Harley brought her fingers to her lips as The Joker quietly walked past her and slumped onto the couch. She looked up at her son's door and then walked toward The Joker, who was now leaning forward, his face in his gloved hands. She sighed as she sat beside him. "He..." she started and then licked her lips. "If he was out of bed...then, he...saw you...didn't he?"

The Joker slowly bobbed his head in answer to her question. "Oh, God..." she whispered, trying to hold back tears. "I...I heard the shot...I was scared it would wake him, but when he didn't-"

A loud sniffle emitted from The Joker as he kept his face in his hands. "Baby?" she cooed as her tears fell upon her cheeks.

She reached for him, gently taking his wrist and moving it toward her, but she was thrown off guard when he suddenly wrapped his arms around her waist and buried his face in her chest, leaving smears of black paint on her tank top.

After a moment, he took a deep breath. "I can't believe I was going to do that...right in front of him...the look...on his face..."

"Puddin'," Harley whispered. "He's okay..."

"I'm no better...than my fucking father...when Jack called out to me-"

"You were reminded of...how you would do that...to your dad, right?"

The Joker nodded as he hugged her tighter. "I promised...myself..."

"Honey, come on..." she said, tenderly lifting him off her and looking at him. "It's time we talked to him. We've kept our own lives secret from him...he deserves to know-"

"He deserves everything," The Joker said in a deep voice. He locked a pitiful gaze with Harley and blinked slowly. "He's my boy..."

Harley grinned. "I know he is..."

He licked his lips and softly caressed her cheek. "And you're my girl..." He sniffed. "Harley..."

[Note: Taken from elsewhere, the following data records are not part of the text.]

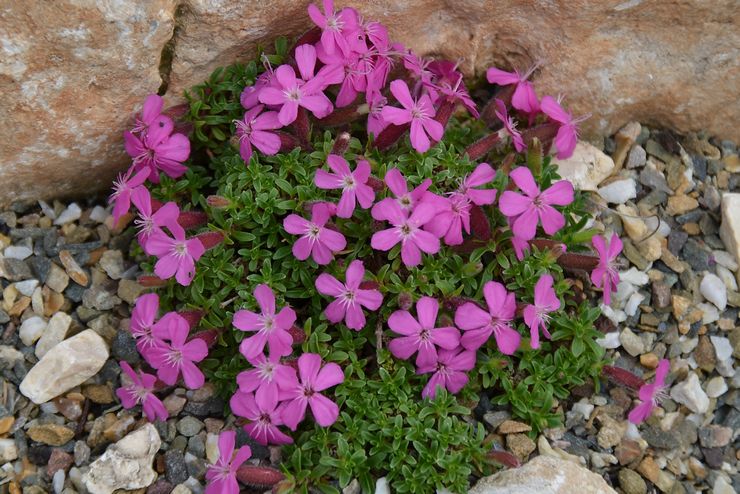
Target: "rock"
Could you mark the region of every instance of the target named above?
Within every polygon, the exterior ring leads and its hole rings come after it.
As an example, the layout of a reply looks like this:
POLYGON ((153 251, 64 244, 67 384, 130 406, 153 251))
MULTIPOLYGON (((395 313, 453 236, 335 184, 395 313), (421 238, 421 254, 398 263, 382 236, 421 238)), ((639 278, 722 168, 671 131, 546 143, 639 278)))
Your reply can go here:
POLYGON ((28 437, 49 446, 63 446, 75 435, 72 429, 57 424, 37 425, 28 429, 28 437))
POLYGON ((619 471, 619 486, 624 494, 645 494, 647 492, 647 484, 640 474, 629 468, 619 471))
POLYGON ((727 287, 719 276, 706 273, 701 280, 699 290, 705 299, 712 302, 719 310, 725 310, 727 307, 727 287))
POLYGON ((631 178, 615 180, 600 187, 598 193, 610 204, 624 204, 637 197, 637 185, 631 178))
MULTIPOLYGON (((639 125, 639 124, 638 124, 639 125)), ((614 171, 614 161, 591 144, 578 141, 570 158, 554 159, 558 173, 581 190, 596 191, 599 184, 614 171)))
POLYGON ((44 334, 41 335, 41 339, 36 343, 36 356, 42 358, 49 350, 64 341, 71 324, 72 318, 68 314, 64 312, 54 314, 49 319, 49 324, 46 326, 44 334))
POLYGON ((694 372, 686 380, 673 386, 671 398, 686 405, 694 413, 706 413, 709 410, 709 397, 701 388, 699 376, 694 372))
POLYGON ((601 476, 572 461, 538 456, 522 467, 480 479, 470 494, 616 494, 601 476))
POLYGON ((740 263, 740 194, 722 195, 722 226, 719 236, 727 251, 740 263))
POLYGON ((13 439, 0 439, 0 462, 6 463, 18 458, 18 447, 13 439))
POLYGON ((108 447, 82 477, 90 494, 111 494, 116 489, 141 489, 157 474, 152 469, 161 441, 157 429, 146 424, 108 447))
POLYGON ((105 341, 91 329, 64 340, 26 374, 20 391, 41 404, 97 374, 108 359, 105 341))
POLYGON ((39 316, 32 316, 21 323, 21 328, 18 330, 18 336, 26 346, 32 346, 36 341, 41 338, 46 329, 47 322, 39 316))

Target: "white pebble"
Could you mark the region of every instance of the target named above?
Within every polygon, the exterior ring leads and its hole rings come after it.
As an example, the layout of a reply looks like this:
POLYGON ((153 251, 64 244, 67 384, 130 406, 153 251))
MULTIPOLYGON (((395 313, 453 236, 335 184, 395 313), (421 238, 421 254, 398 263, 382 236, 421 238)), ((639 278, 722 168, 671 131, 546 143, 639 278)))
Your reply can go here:
POLYGON ((629 268, 627 271, 619 272, 619 281, 627 281, 636 286, 645 286, 650 281, 647 273, 643 273, 637 268, 629 268))
POLYGON ((637 185, 631 178, 616 180, 599 188, 599 195, 608 203, 624 204, 637 197, 637 185))
POLYGON ((627 300, 627 304, 624 306, 624 313, 630 317, 637 314, 637 308, 640 306, 643 300, 645 300, 645 295, 640 292, 635 292, 630 295, 629 300, 627 300))
POLYGON ((718 398, 727 392, 727 383, 722 376, 714 376, 707 382, 707 396, 718 398))
POLYGON ((724 336, 710 336, 709 339, 714 345, 714 352, 718 361, 727 360, 732 357, 732 343, 724 336))
POLYGON ((20 259, 21 261, 30 257, 31 254, 33 254, 33 251, 25 245, 9 245, 3 252, 5 257, 10 259, 20 259))
POLYGON ((33 291, 39 286, 39 280, 25 280, 19 281, 15 284, 15 289, 21 292, 26 297, 33 295, 33 291))
POLYGON ((80 219, 80 216, 82 216, 82 210, 76 202, 73 202, 72 204, 67 206, 67 209, 62 211, 62 214, 60 214, 56 220, 54 220, 54 224, 57 226, 62 226, 67 223, 77 221, 78 219, 80 219))
POLYGON ((732 271, 722 266, 721 264, 717 264, 715 268, 717 269, 717 276, 719 276, 719 279, 722 280, 722 283, 724 283, 725 286, 733 292, 736 292, 737 280, 735 280, 735 275, 732 274, 732 271))
POLYGON ((36 340, 41 338, 45 329, 46 321, 39 316, 32 316, 21 323, 21 329, 18 330, 18 335, 24 345, 31 346, 36 340))
POLYGON ((596 344, 607 350, 619 348, 619 345, 621 344, 619 343, 619 333, 617 331, 606 333, 603 338, 596 338, 596 344))
POLYGON ((110 216, 110 213, 108 213, 108 211, 106 211, 102 206, 95 206, 93 210, 90 211, 90 219, 97 221, 98 223, 103 223, 108 216, 110 216))
POLYGON ((725 310, 727 307, 727 287, 719 276, 712 273, 706 273, 699 285, 699 291, 705 299, 712 302, 719 310, 725 310))

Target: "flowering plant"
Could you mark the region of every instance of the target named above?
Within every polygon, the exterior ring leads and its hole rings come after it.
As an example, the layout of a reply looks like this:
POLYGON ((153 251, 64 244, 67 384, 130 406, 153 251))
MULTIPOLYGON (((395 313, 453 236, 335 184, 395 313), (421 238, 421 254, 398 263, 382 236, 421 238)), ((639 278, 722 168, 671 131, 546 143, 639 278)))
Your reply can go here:
MULTIPOLYGON (((594 237, 593 255, 549 156, 573 152, 578 120, 493 68, 479 111, 456 64, 330 0, 309 13, 294 48, 188 93, 184 123, 150 96, 126 133, 114 217, 157 291, 132 333, 161 386, 209 380, 253 441, 294 443, 286 489, 461 492, 492 461, 463 419, 476 402, 537 432, 603 364, 587 276, 566 274, 595 270, 606 298, 619 252, 594 237)), ((124 405, 162 418, 154 377, 124 370, 124 405)), ((236 492, 248 453, 230 463, 225 437, 209 478, 236 492)))

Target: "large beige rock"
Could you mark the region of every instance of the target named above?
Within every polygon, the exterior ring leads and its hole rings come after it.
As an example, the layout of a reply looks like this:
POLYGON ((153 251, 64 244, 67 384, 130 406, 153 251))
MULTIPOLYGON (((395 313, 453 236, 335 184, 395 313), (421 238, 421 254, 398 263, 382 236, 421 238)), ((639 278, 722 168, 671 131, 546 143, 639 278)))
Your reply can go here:
POLYGON ((37 405, 82 384, 108 360, 108 345, 92 329, 55 345, 21 382, 23 395, 37 405))
POLYGON ((599 475, 572 461, 538 456, 526 465, 478 481, 470 494, 616 494, 599 475))
MULTIPOLYGON (((740 141, 740 107, 729 104, 740 92, 735 0, 336 3, 469 75, 541 61, 538 91, 593 113, 584 135, 638 120, 740 141)), ((0 0, 0 132, 12 136, 0 142, 0 204, 106 189, 127 165, 121 132, 147 93, 164 81, 181 102, 215 67, 309 28, 307 4, 0 0)))

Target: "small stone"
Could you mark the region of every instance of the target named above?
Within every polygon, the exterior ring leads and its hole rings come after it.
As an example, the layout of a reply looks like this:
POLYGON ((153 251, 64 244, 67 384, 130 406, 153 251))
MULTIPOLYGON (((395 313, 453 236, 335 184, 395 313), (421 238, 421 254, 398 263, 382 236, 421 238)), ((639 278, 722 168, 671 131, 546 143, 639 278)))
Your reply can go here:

"Stop it, now," she said. "Just calm down...let's wait until morning. Let him sleep it off..."

"He's afraid of me now," The Joker concluded.

"No!" Harley told him, firmly. "Never. Do you understand? You...are not your father."

The Joker blinked and looked past her and suddenly turned away and wiped his eyes. Harley turned to see Jack standing a few feet from them, his hands twitching in front of him and his blue eyes red from crying. "Baby," Harley said to him. "Come here."

Jack carefully walked over to them and his mother ran her fingers through his hair as he looked at The Joker who was hanging his head so he couldn't see the redness in his own dark eyes. However, Jack stepped closer to him and his father lifted his gaze to his son, who quietly asked, "What does Mom mean...when she says you're not like your dad?"

His father sighed deeply as he pulled Jack into his lap and held him tightly.